Scaling SOA with Distributed Computing

What Did They Do?

To address this scalability problem, our customer installed a compute grid—in this case, our Digipede Network—behind their services. A compute grid distributes computation across a flexible configuration of computing resources, matching appropriate work with these resources. While there are disagreements about the definition of "grid computing," there are nonetheless several factors fundamental to all flavors of compute grids:

  • Grids are inherently scalable. Resources can be added easily to increase performance.
  • Grids have dynamic capacity. They can be reconfigured to fit the current business need.
  • Grids are robust against computer failure and temporary disconnection.
  • Grids can incorporate both shared and dedicated resources, each configured to process appropriate workloads.
  • Grids provide CPU load balancing.

In addition, individual off-the-shelf grid solutions may provide other capabilities, such as system monitoring and control, distribution of applications and data, standardized management interfaces, and other features. Ideally, your grid solution is also a first-class service in its own right, with your other services composed on top of it.
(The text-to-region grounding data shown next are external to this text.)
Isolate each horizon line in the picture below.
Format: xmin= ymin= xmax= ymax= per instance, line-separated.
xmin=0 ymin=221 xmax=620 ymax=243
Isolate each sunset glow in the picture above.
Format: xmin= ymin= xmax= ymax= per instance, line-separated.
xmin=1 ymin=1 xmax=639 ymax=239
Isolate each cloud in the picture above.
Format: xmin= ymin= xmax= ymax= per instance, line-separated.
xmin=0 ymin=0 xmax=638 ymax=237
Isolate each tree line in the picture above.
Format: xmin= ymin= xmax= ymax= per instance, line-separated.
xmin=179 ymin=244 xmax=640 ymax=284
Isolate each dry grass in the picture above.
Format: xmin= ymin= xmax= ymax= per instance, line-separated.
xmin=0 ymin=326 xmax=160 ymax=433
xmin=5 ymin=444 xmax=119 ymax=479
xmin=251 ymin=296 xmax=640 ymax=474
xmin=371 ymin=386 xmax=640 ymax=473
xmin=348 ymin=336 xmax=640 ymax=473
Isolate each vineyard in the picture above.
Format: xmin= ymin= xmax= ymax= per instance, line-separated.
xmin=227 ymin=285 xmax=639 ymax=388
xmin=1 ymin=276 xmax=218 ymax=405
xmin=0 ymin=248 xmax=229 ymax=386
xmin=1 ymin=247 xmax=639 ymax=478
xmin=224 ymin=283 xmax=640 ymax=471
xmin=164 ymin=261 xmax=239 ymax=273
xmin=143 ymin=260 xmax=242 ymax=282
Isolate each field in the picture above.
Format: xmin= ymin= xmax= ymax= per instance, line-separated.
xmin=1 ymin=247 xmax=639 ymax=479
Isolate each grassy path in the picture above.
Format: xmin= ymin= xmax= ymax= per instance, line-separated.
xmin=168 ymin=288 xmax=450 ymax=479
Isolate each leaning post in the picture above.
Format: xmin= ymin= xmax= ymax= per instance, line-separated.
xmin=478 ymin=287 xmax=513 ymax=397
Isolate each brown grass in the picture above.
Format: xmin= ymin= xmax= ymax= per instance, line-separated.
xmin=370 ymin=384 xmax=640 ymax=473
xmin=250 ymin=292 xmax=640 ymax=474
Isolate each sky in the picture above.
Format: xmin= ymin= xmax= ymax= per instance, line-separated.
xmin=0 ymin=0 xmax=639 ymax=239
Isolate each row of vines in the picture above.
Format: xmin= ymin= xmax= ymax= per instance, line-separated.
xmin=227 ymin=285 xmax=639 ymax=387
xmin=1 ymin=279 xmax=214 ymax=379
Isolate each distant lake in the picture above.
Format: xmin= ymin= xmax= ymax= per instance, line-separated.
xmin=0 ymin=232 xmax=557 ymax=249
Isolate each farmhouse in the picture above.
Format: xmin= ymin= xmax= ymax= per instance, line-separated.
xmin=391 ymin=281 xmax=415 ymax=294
Recalling the design goals for services in SOAs, you can see that implementing a grid infrastructure behind your service is consistent with the principles of autonomy, independence, and reuse.

System Architecture Before Grid

By the time the customer approached us about using grid technologies behind their SOA, they had already implemented a common pattern like that in Figure 1. Essentially, they had decoupled their systems by moving their analytics behind a web service. This first step had already enabled greater access to the analytics, but it didn't make the analytic service itself scalable. There was no inherent scalability, and typical network load-balancing strategies would not solve the problem of distributing computational load. Their problems were exacerbated because CPU-intensive tasks (both long- and short-running) were crippling the web server. Even the turnaround time for simple noncompute-intensive requests was greatly increased when the system was under load. Such unexpected decreases in quality of service plague many SOA efforts and, unless addressed quickly, can result in a loss of stakeholder confidence in the project.

Figure 1: Original web service.

The customer had already solved one of the thorny issues in SOA—dealing with long-running requests. This issue can be complex because many client applications (and technologies) are not services themselves and not directly addressable in the architecture. As a result, a full-duplex architecture, where the analytics service directly notifies the client application when the result is complete, is often not viable; see the sidebar "Request Duration" for more information.

In the case of our customer, it didn't make sense to implement a full-duplex architecture because of requirements on the client side. Instead, they adopted a more traditional request-and-response pattern—a composite of SOA and client-server practices. This separates the initiation of a service request from a request for the results. When the initial request is made in this case, the service returns a persistent token. In subsequent requests, the client uses this token to check the status or cancel the request. While there is some inefficiency in this approach, it does alleviate web server timeout problems. In addition, this approach supports both classic and AJAX-based browser applications.